S—— and I where having dinner last night and talking about this article [ paulgraham.com ] titled ‘What You Can’t Say.’ Basically it talked about how many things we are told by various people (political parties, religious groups and other peoples in power) that we should not say may in fact be true and that these people do not want them said for fear we will realize these things are true and counter to what they want us to believe. Anyway, the author points out that an easy way to find such things is to look at how they are labeled—saying something is ‘false’ is a statement of fact (whether you got your facts right is another story) but when we are told something is ‘blasphemy’, ‘sacrilege’, heresy’, ‘indecent’, ‘improper’, inappropriate’ or ‘un-American’ then we should examine why these labels have been applied. Perhaps the people applying them feel threatened by these things?
The one label that really gets me is ‘un-American.’ And the quickness with which people label things as ‘un-American’—especially politician and most especially since September 2001. I cannot think of any thought or idea that is ‘un-American.’ Now everyone has a right to free speech and therefore a right to label things as they see fit—even ‘un-American’ but I can’t comprehend it. It is our duty, as Americans, to question the things our government does (it is our complacency in this duty that tends to get us in trouble—but that is another rant.) Not only is it the right of every American to think and speak anything we wish (we are for some reason not allowed to say things like “I’d like to kill President Bush’—but I think that if I want to SAY that, it should not be illegal) but it is our most precious and valuable freedom. Embodied in the first amendment to the Constitution—the very first entry of the Bill of Rights. So if the right to speak your mind is at the core of being American how can anything any American say be ‘un-American?’ Anti-American, yes—un-American, no. Impossible.
Hummmm. I opened a new journal entry with some idea as to what to write—and now that idea is as elusive as xanadu. Maybe I’m getting old. In any case I will be getting old in a week—or at least older as far as officail like documents are concerned. One more growth ring, though I joined a gym and am trying to remove some of the old growth rings.

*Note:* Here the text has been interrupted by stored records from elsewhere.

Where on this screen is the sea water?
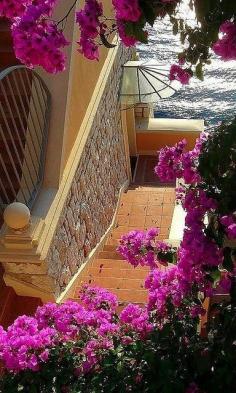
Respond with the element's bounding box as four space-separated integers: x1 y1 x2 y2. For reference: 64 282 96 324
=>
137 7 236 129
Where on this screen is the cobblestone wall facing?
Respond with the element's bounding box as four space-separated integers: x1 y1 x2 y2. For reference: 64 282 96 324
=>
46 46 131 296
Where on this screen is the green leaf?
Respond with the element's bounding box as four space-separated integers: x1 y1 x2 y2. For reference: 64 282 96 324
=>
100 33 116 48
140 0 156 26
195 62 204 81
172 20 179 35
124 22 148 43
222 247 234 272
210 269 221 285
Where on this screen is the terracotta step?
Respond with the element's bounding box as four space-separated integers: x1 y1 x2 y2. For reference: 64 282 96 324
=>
86 266 148 280
109 289 147 303
69 183 176 307
74 288 147 304
92 259 149 271
106 237 120 246
106 232 128 241
98 250 125 260
79 275 145 290
103 244 118 252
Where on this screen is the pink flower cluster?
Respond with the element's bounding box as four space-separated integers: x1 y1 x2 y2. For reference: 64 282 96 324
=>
120 304 153 338
11 0 69 73
112 0 141 47
218 273 232 293
145 265 189 316
119 132 231 320
117 20 139 47
220 214 236 239
174 187 223 299
0 316 55 372
112 0 141 23
155 134 207 184
0 0 31 19
81 337 114 374
213 21 236 61
169 64 192 84
0 284 154 374
155 139 187 182
76 0 103 60
79 283 118 311
117 228 174 268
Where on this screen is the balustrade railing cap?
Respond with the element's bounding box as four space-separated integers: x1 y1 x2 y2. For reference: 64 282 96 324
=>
3 202 30 230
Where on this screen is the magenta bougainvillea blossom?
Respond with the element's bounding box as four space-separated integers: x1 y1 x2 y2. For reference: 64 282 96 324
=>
1 128 236 390
213 21 236 61
0 316 55 372
76 0 103 60
112 0 141 22
117 227 175 268
0 286 128 373
0 0 31 19
117 19 139 47
117 131 234 324
0 285 155 374
11 1 69 73
169 64 192 84
220 214 236 240
1 0 236 77
120 304 153 337
154 138 201 184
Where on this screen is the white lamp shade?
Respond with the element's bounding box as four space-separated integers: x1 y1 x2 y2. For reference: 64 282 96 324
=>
120 60 179 105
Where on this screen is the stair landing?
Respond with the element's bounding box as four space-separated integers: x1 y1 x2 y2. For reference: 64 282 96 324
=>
73 185 176 305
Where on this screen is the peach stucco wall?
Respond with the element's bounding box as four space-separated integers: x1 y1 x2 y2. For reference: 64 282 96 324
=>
39 0 114 188
136 131 199 153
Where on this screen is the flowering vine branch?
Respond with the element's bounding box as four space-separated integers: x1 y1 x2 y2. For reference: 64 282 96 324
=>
56 0 78 28
0 1 235 79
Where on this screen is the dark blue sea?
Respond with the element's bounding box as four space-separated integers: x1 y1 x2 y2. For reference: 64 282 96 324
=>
137 9 236 129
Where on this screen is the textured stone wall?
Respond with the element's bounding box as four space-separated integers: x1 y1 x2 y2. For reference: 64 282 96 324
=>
47 45 131 296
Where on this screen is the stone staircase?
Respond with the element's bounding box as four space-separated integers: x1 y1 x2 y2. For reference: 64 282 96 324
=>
75 245 149 305
72 185 176 306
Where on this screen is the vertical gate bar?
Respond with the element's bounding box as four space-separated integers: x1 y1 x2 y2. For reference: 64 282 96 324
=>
6 75 37 187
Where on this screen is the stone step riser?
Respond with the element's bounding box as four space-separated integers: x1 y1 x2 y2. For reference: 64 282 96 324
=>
80 276 146 290
91 259 150 271
98 251 125 260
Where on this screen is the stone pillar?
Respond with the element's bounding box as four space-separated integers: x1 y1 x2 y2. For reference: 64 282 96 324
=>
0 217 55 302
134 103 154 119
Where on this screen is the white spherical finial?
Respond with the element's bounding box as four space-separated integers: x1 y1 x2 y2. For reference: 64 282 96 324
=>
3 202 30 230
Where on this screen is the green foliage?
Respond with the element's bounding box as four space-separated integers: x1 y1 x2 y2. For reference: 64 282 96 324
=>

The past few weeks my mood has been very manic—some days I’m happy and energetic and other I just want to be left alone—very alone. Not really sure whats up. I know that mid December to mid January are never the best of times for me. I try not to live in the past but there are a few things from this time of year that just bother me, no way to not think about them and no way to fix them. They bother me less with time but I think they will always be there in the back of my head.
Anyway, it’s a new year. Leo Buscaglia once told a story about ancient Egyptians and their version of St. Peter. That they believed that after death their answer to two questions would determine if they where to enter paradise of not. The fist; ‘did you find joy?’ and the second; ‘did you bring joy?’ Rather than waiting for the afterlife lets ask these question of the last year.
Did I find joy? Yes. There was a lot of pain in the past twelve months but overall I believe I am happier with my life than at the end of the previous twelve. Did I bring joy? I hope so. I think so. I know I brought my share of pain and anger but I hope that over all I come out as a bringer of joy.
And what of the coming year? Will I find joy? Will I bring joy? Well… One can only hope. So, happy new year.